Tankers being shunted into floating storage is a trend that probably won't end, but an oil supply cut could send the tanker market into a tailspin, Evercore's John Chappell warns.

He said on Wednesday that the next 48 hours are "massively important" for the tanker market, as Opec, its allies and G20 members are set to meet to discuss the recent collapse in oil prices.

"Fundamentally, we do not believe that Opec+ can make a cut anywhere near deep enough to offset near-term demand destruction, and our house view is that onshore storage capacity will be full by the end of this month," Chappell said.

"However, as we’ve learned several times in the last two decades, sentiment can be a stronger force than fundamentals in shipping shares. Thus, if the market believes that Opec+ is taking the appropriate steps and that demand will snap back post global shutdowns, resulting in a narrowing of the contango and line of sight to a shift back toward backwardation, then the tanker trade is effectively over."

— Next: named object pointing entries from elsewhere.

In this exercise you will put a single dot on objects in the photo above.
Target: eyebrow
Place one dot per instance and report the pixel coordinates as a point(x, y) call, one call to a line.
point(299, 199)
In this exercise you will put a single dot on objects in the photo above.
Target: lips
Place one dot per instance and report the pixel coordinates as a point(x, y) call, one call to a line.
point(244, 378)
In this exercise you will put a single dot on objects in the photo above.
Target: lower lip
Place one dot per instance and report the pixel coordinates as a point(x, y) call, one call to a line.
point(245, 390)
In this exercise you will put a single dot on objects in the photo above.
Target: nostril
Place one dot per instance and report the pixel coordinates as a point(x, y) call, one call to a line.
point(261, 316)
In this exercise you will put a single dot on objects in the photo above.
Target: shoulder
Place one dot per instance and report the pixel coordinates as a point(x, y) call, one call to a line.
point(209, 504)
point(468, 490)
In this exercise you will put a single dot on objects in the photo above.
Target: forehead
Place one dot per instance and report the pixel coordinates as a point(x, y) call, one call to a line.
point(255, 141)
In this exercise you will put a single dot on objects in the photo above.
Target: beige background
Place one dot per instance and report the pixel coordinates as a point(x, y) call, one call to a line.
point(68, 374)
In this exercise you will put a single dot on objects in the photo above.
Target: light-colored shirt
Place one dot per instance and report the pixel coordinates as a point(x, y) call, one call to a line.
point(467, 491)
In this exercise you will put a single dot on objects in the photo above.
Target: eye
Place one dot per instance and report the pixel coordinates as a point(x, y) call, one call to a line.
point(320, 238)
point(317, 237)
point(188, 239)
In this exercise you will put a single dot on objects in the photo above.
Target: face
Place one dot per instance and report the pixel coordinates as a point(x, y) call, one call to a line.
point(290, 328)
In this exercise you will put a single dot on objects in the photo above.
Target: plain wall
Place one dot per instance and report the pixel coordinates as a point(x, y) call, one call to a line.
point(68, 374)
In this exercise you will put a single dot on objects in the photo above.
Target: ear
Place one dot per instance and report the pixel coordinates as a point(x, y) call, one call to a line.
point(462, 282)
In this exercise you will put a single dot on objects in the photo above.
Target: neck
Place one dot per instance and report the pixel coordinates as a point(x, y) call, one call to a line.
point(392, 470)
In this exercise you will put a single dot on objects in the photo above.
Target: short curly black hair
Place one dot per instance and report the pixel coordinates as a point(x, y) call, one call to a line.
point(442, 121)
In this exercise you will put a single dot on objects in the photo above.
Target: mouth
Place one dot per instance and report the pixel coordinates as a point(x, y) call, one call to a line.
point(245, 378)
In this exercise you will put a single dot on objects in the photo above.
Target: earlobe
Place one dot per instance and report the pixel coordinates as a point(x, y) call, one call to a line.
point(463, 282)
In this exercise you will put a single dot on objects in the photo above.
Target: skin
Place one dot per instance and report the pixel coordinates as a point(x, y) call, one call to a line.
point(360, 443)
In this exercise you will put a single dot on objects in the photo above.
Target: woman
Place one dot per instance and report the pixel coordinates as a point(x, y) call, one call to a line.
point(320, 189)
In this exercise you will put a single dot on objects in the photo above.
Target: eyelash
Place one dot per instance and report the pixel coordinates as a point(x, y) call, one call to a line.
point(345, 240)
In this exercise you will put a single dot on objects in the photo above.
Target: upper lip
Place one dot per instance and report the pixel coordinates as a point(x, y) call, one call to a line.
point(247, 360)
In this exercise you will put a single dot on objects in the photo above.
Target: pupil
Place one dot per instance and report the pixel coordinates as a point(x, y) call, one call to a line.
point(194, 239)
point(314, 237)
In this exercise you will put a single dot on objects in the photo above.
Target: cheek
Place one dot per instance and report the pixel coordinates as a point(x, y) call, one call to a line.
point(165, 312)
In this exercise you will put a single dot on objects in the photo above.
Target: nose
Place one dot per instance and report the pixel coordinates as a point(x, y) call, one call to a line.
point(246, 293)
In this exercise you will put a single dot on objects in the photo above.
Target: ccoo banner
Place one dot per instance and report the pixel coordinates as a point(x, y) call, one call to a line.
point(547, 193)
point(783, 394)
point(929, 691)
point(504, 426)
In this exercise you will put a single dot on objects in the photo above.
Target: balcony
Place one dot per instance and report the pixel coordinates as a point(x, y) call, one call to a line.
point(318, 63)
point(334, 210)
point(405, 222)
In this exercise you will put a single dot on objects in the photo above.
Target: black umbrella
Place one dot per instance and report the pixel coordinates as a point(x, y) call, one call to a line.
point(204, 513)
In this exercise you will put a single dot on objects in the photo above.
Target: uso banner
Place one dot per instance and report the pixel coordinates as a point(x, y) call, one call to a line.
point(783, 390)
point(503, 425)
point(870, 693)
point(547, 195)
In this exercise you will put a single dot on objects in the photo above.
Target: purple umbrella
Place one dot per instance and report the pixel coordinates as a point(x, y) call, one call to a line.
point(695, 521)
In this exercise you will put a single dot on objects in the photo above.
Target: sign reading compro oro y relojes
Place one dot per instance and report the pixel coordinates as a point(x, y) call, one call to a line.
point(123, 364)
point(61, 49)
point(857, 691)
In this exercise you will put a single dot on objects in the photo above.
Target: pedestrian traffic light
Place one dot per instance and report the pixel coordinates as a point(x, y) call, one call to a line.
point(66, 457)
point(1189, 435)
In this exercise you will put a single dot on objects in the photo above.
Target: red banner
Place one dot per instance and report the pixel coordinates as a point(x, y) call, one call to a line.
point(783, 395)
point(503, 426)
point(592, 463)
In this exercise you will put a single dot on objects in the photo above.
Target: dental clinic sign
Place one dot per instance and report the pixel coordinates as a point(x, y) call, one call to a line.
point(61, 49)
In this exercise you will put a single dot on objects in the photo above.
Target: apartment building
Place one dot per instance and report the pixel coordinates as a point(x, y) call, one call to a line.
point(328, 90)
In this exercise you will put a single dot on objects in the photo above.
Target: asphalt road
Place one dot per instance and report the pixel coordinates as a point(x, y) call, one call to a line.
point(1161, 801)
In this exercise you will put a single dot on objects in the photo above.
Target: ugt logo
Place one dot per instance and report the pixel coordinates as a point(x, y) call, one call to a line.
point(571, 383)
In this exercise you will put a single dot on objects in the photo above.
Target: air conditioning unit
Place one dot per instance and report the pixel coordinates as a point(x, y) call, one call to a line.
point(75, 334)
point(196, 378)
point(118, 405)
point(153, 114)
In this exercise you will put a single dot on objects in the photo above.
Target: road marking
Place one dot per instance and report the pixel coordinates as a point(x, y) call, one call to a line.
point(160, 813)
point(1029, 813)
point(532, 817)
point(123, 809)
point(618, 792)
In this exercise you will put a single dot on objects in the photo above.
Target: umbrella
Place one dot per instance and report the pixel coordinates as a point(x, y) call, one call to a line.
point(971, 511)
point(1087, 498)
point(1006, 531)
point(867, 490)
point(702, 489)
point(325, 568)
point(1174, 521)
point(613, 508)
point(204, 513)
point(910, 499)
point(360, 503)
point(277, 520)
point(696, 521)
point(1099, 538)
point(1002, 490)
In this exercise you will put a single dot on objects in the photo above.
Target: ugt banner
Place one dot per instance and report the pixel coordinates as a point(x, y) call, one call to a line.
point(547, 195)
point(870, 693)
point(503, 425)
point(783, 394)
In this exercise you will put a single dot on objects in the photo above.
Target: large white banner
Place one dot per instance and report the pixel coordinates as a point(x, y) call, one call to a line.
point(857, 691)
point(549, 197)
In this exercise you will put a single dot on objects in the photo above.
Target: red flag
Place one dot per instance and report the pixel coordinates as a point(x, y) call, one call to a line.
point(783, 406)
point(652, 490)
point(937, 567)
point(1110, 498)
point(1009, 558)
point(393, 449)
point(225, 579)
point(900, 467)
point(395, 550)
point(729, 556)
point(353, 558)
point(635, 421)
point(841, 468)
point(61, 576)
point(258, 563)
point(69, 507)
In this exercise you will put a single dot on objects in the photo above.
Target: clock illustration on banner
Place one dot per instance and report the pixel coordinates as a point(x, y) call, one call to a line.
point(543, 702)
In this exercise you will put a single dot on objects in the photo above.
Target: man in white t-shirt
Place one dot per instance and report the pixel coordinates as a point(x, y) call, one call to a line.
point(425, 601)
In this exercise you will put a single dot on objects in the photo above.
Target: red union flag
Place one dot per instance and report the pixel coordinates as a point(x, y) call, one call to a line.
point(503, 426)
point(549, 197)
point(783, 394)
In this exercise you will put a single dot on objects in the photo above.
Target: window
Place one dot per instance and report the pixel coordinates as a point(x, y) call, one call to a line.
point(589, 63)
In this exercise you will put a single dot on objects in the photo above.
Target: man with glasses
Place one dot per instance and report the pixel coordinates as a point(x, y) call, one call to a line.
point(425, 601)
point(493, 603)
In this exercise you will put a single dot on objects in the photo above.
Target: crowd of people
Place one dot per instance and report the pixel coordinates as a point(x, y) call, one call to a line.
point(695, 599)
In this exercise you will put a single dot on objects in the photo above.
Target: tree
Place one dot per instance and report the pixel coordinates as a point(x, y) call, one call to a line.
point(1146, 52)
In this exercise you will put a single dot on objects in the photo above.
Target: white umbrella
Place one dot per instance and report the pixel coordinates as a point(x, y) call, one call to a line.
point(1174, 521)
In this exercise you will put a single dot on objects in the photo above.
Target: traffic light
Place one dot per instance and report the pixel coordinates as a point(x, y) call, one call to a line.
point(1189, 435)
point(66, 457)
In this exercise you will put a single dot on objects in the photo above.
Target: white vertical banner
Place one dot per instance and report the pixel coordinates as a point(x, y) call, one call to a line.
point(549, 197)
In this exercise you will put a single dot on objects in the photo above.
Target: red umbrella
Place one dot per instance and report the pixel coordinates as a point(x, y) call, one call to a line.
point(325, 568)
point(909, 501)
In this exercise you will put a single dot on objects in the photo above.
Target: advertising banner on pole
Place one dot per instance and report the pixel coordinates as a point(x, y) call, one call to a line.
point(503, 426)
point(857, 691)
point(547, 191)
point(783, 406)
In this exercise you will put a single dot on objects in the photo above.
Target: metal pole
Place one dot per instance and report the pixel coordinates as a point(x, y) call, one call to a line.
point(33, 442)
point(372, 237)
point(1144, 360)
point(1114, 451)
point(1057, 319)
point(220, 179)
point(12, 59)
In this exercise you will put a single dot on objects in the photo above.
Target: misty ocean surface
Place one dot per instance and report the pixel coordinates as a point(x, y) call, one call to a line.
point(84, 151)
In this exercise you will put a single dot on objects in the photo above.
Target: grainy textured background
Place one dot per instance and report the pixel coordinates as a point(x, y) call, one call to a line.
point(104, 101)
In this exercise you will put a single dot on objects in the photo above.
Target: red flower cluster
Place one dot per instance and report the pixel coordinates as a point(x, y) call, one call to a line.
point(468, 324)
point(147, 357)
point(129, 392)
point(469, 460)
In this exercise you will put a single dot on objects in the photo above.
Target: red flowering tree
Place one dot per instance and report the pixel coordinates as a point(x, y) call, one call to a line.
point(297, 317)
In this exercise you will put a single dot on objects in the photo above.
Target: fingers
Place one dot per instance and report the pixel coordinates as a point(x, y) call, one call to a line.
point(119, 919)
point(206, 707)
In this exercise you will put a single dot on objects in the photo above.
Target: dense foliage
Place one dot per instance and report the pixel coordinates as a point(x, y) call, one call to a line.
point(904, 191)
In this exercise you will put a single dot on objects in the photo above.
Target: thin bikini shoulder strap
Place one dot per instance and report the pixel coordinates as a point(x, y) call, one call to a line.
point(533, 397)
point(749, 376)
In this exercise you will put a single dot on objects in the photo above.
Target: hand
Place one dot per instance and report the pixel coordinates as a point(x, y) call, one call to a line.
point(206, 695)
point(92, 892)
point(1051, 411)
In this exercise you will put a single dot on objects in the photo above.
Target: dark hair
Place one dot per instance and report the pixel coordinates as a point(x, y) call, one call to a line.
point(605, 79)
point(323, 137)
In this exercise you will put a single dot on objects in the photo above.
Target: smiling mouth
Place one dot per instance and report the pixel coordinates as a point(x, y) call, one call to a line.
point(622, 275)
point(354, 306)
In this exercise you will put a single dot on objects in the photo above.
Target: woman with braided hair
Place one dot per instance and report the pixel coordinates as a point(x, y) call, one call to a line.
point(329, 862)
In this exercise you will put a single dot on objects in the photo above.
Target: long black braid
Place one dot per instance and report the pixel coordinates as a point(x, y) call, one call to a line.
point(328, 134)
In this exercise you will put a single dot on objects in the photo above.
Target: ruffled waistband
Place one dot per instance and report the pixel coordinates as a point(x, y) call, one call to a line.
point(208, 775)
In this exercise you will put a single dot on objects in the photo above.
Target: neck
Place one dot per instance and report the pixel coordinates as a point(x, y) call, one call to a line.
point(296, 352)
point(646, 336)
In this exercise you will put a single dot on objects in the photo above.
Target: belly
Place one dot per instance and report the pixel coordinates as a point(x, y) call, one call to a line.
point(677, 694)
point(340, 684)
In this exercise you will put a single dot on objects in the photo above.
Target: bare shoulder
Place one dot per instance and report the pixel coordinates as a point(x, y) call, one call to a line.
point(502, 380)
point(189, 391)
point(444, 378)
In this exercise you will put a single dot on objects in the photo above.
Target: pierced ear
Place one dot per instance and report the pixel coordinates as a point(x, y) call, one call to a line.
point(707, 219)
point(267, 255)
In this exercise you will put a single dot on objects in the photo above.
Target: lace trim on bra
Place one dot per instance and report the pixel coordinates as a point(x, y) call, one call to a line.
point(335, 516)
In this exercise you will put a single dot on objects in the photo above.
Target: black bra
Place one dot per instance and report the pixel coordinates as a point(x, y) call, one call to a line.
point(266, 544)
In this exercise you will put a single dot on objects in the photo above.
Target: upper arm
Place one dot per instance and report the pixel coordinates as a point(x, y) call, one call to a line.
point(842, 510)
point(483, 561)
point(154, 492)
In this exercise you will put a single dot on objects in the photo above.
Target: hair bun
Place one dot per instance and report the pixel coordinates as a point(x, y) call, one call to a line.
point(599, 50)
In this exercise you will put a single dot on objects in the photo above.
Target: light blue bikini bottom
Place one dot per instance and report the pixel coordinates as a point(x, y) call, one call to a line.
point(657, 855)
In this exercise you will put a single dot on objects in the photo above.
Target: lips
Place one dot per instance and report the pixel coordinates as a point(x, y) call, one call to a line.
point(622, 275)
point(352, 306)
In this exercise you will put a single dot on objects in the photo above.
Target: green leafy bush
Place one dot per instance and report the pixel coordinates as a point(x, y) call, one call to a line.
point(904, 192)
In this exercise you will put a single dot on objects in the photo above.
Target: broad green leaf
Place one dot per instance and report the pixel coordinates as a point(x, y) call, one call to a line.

Tanker rates soared after Saudi Arabia moved to pump more oil after supply cut talks with Opec allies failed in early March, making shares of tanker owner a rare bright spot in an equities market dragged down by Covid-19 concerns.

Dozens of tankers were reportedly fixed as floating storage, with tanker owners hailing a market oversupplied by 20m barrels of oil per day and the world's 300m barrels of onshore storage quickly filling up.

The floating storage had a knock-on effect for tankers in the spot market, which began fetching higher rates due to lower supply, though earnings have moderated.

Despite his belief that supply cuts would not be deep enough, Chappell said "headlines and sentiment will rule the day" around the Easter holiday.

"[B]ut ultimately, your ability to make money buying or selling tanker stocks will be strictly a function of the oil price curve," he wrote. "In the immortal words of Queensryche: Nothing Else Matters."